Treatment for cystic fibrosis has changed significantly in the past decade. A new class of drugs can alter the way the disease progresses in the body. Known as CFTR modulators, these medications directly impact the defective CFTR protein that causes cystic fibrosis. They can enhance or restore function in patients with this condition. The problem, however, is that these drugs don’t work for everyone.

“Between 10% to 20% of patients with cystic fibrosis have a genetic mutation that prevents them from having access to CFTR modulators,” says John Brewington, MD, a Cincinnati Children’s pulmonologist involved in cystic fibrosis research. “That means these therapies may not work for them. This group hasn’t really been studied, however, because their genetic mutations are rare.” This is where Cincinnati Children’s researchers are stepping in. They are actively involved in identifying ways to help children who fall into this category.

Identifying Effective Medications Through Theratyping

For children with cystic fibrosis, one of the most confounding and critical questions is “Will this CFTR drug work for this patient?” Cincinnati Children’s is one of 13 National Resource Centers using funding from the Cystic Fibrosis Foundation to find the answers. However, Cincinnati Children’s is the only institution using a method called theratyping. It’s a process that investigates which genetic mutations respond to certain CFTR modulators. To do this, they test various CFTR modulators on cell samples collected from patients with rare mutations, looking for any improved protein function.

“We have a two-sided goal. From the scientific standpoint, we’re continuing to learn more about the biology of these particular defects within this population,” Brewington says. “On the other side, we are generating these data and trying to get it back out to care teams so they can provide a pathway for patients to get the appropriate drugs.”

To date, his team has collected nasal swab samples from 150 patients with these rare genetic variants. Using culture media rich with antibiotics and antimicrobials, they grow the samples into two models and treat them with available CFTR modulators, as well as ones that aren’t yet on the market. Around 60 samples have responded to treatment, resulting in 40 patients getting access to effective CFTR drugs they otherwise could not use. “This is impacting patient care,” he says. “As a clinician, it’s really rewarding to see.”

Using Mouse Models to Study Genetic Variations

Genetic mutations to the CFTR protein can be tricky, making lung disease associated with cystic fibrosis develop in a variety of ways. In fact, people who have the same genetic mutation—even siblings—can develop cystic fibrosis and have very different outcomes. TGF beta is a genetic modifier that drives more severe cystic fibrosis-related lung disease. It isn’t clear how TGF beta makes lung disease worse in children with cystic fibrosis, but some patients with the disease develop airway hyperresponsiveness—the airway smooth muscle in their lungs becomes twitchy and contracts easily. As a result, they lose lung function more quickly, have more respiratory illnesses, and develop asthma-like diseases. Preliminary research indicates that TGF beta may influence this airway hyperresponsiveness. Unfortunately, right now it’s unclear which therapies are best for these patients. With funding from the Cystic Fibrosis Foundation and National Institutes of Health, Elizabeth Kramer, MD, Ph.D., co-associate director of Cincinnati Children’s Clinical Cystic Fibrosis Center, is currently using a mouse model to investigate why TGF beta creates worse lung disease. Her goal is to develop therapies that target specific defects in CFTR function.

“We want to really tailor therapies to what’s going on in a person’s body and the defects that are there,” she says. Through tests, she’s discovered mice with delta F508 mutations, the most common gene mutation linked to cystic fibrosis, who are also introduced to TGF beta develop abnormal signaling pathways in their lungs. Their airway smooth muscle develops airway hyperresponsiveness. The same thing happens in human cells.

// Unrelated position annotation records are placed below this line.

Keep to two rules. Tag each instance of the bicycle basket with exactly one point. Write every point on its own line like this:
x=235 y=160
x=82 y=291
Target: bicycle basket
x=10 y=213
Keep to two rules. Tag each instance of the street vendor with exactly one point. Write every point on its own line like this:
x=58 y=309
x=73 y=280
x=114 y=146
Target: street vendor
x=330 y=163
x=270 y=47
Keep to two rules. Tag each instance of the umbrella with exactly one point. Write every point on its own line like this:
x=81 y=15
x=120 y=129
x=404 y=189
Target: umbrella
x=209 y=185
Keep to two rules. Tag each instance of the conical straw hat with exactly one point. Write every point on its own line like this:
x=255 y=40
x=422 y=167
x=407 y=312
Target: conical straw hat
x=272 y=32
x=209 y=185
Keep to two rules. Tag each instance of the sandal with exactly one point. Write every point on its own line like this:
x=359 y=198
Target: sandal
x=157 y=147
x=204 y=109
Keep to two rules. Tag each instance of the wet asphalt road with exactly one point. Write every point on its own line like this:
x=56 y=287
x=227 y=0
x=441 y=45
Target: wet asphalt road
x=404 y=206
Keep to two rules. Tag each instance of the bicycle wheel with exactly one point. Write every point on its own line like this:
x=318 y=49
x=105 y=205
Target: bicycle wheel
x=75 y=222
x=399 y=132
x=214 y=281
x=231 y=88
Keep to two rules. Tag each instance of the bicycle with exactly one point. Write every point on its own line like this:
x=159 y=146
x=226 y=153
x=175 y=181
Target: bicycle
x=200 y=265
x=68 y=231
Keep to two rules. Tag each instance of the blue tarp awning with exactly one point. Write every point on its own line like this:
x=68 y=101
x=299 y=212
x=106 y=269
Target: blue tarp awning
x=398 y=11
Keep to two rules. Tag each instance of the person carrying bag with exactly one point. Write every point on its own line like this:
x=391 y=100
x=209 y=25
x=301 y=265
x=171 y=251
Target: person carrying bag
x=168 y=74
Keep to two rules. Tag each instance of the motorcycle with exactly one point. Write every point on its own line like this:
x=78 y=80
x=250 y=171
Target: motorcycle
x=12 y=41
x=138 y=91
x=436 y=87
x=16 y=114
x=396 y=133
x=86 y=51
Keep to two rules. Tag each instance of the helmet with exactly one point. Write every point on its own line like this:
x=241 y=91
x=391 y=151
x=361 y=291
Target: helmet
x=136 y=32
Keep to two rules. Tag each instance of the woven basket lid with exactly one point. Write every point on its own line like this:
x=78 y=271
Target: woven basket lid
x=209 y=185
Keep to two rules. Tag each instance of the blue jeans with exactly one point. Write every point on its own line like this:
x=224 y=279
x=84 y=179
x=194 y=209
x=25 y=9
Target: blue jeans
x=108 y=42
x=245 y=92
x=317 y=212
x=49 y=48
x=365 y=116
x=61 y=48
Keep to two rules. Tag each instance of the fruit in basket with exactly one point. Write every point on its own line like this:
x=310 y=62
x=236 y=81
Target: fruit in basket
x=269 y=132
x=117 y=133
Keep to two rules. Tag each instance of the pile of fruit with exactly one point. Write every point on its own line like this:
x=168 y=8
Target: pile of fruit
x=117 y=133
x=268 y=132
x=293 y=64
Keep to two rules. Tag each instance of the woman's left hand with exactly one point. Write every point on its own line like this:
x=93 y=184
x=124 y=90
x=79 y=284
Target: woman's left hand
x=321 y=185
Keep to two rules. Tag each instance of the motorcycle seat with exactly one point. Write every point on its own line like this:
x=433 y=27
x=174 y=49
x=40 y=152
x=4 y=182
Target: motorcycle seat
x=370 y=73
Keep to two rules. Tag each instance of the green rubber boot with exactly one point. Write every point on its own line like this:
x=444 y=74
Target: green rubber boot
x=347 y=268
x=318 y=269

“We’re seeing a lot of those same abnormal signaling pathways in the human cells in the dish that we’re seeing in the mouse model,” she says. “That’s a good indication that this is important. It’s something that’s probably happening in humans, and we need to better understand it to target that pathology.”

Through these models, she says, her team can identify the pathways that are involved in creating these smooth airway muscle problems. They need to go further, though, to potentially reduce the symptoms patients experience.

“We’ve identified how TGF beta drives the worsening of this defect, and we’ve identified some large pathways that are altered in cystic fibrosis,” Kramer says. “But we need to dig deeper. We need to better understand how the epithelium and the smooth muscle communicate in the lung and how that might drive pathology because nothing is in isolation in the human body.”